Blanche worried about Claude’s workload, his smoking, his incessant fussing over her. She fretted when she saw him being pushed aside, stuck in his old-fashioned ways as the Ritz moved into a new, more modern era. He worried about her drinking, her headaches, her sudden outbursts, more frequent as the years piled up and the memories, the pain took their toll—she screamed in German, said foul things, spat over the upstairs railing of the grand staircase. She would take to her bed for days unable to eat, unable to bear the light.
And Claude would despair. His inability to destroy her demons, to keep her safe, consumed him. “I must help her,” he whispered so that only Robert and I—who were the only ones listening, it must be said—could hear. “I must keep her safe, I must protect her.”
Oh, Claude.
It is devastating to see a loved one suffer; it is harder to bear than your own pain. Love is despair, love is delight. Love is fear, love is hope. Love is mercy.
Love is anger.
When Claude officially retired—unwillingly—the Auzellos were presented with a silver tray with the years of his service engraved on it, and they waved goodbye and Claude leaned on his wife as they walked out the door of the Ritz. They left with promises to return soon for a drink or tea or maybe lunch. But they will not keep those promises.
Because now, only a few days later, Blanche is dead.
And so is Claude.
An accident, it must have been—that’s what everyone says.
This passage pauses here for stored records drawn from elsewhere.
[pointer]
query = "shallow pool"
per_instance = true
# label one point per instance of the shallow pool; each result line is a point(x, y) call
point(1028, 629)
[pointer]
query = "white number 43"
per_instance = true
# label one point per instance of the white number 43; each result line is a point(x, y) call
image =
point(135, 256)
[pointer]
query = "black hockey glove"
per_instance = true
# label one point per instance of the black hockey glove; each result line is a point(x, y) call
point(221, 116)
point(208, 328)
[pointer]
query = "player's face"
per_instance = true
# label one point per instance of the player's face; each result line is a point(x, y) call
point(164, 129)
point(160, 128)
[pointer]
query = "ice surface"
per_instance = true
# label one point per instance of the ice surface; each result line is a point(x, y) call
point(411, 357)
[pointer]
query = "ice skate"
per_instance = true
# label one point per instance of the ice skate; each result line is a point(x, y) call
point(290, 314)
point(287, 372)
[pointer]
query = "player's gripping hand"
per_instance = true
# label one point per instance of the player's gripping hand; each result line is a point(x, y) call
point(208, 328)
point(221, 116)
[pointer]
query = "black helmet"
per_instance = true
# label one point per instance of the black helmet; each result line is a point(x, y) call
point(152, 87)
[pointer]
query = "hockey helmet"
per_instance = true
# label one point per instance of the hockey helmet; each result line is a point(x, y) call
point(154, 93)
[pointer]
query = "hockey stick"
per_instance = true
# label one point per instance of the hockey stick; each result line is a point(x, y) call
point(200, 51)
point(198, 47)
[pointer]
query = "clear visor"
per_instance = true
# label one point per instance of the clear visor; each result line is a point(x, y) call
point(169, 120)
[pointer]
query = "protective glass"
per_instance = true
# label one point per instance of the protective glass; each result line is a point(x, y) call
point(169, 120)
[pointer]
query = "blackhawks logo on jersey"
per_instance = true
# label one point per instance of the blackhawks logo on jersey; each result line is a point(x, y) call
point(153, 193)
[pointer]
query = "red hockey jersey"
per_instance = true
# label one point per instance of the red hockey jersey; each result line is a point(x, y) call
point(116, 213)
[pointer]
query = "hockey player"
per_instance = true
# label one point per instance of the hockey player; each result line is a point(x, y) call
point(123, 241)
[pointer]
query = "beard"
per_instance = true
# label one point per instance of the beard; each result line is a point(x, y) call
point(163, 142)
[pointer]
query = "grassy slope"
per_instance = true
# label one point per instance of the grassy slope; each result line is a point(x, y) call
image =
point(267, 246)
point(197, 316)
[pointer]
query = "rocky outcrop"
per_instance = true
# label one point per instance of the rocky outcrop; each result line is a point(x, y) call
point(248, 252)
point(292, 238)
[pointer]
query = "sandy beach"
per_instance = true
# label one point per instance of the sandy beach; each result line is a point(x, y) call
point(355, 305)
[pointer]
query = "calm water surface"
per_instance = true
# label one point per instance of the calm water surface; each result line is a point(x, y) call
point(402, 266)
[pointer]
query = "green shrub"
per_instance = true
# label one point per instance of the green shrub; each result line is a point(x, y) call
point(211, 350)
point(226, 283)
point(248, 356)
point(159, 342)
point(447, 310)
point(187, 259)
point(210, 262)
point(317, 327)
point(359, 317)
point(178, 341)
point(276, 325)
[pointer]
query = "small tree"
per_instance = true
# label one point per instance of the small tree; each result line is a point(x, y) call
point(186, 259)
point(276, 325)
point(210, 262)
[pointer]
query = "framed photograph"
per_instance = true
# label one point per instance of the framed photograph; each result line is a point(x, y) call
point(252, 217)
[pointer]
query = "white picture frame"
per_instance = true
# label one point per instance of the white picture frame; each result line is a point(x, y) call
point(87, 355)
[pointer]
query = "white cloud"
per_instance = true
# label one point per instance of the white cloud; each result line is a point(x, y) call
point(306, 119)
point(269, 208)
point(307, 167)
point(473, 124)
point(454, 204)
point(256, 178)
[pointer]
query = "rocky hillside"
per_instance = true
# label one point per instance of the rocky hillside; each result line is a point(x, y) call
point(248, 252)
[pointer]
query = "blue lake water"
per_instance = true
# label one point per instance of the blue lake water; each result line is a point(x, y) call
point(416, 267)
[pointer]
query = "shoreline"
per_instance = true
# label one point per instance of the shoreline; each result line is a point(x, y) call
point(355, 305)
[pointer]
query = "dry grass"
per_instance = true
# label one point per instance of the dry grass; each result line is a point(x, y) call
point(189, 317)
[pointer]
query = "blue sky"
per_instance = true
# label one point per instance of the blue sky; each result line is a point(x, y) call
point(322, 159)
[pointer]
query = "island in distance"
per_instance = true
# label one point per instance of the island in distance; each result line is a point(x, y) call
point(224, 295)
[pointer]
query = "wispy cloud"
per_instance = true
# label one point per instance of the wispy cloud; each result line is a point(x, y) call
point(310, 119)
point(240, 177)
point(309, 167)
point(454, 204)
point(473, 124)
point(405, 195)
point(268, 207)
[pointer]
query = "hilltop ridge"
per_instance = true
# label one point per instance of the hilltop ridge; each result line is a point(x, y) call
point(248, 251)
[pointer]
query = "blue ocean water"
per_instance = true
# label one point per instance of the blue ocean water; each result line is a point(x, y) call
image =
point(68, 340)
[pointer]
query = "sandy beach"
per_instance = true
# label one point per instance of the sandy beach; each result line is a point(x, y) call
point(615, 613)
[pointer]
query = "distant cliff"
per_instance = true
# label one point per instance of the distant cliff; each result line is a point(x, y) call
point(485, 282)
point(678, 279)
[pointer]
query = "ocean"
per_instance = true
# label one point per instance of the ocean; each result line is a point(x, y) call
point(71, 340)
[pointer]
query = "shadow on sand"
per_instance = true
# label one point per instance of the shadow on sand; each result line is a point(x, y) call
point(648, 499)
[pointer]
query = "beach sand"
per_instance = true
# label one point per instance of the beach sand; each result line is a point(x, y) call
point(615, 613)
A tragic accident, because nobody who knows Claude Auzello can conceive of him hurting his wife—look at what she’d been through, in the war. He must have been cleaning his gun and it accidentally went off. Surely, it was only his despair at losing her that made him turn the gun on himself, that is what everyone says as they hear the news, weep, pray, toast to the memory of the Auzellos of the Ritz—and then go on about their business, the business of the living.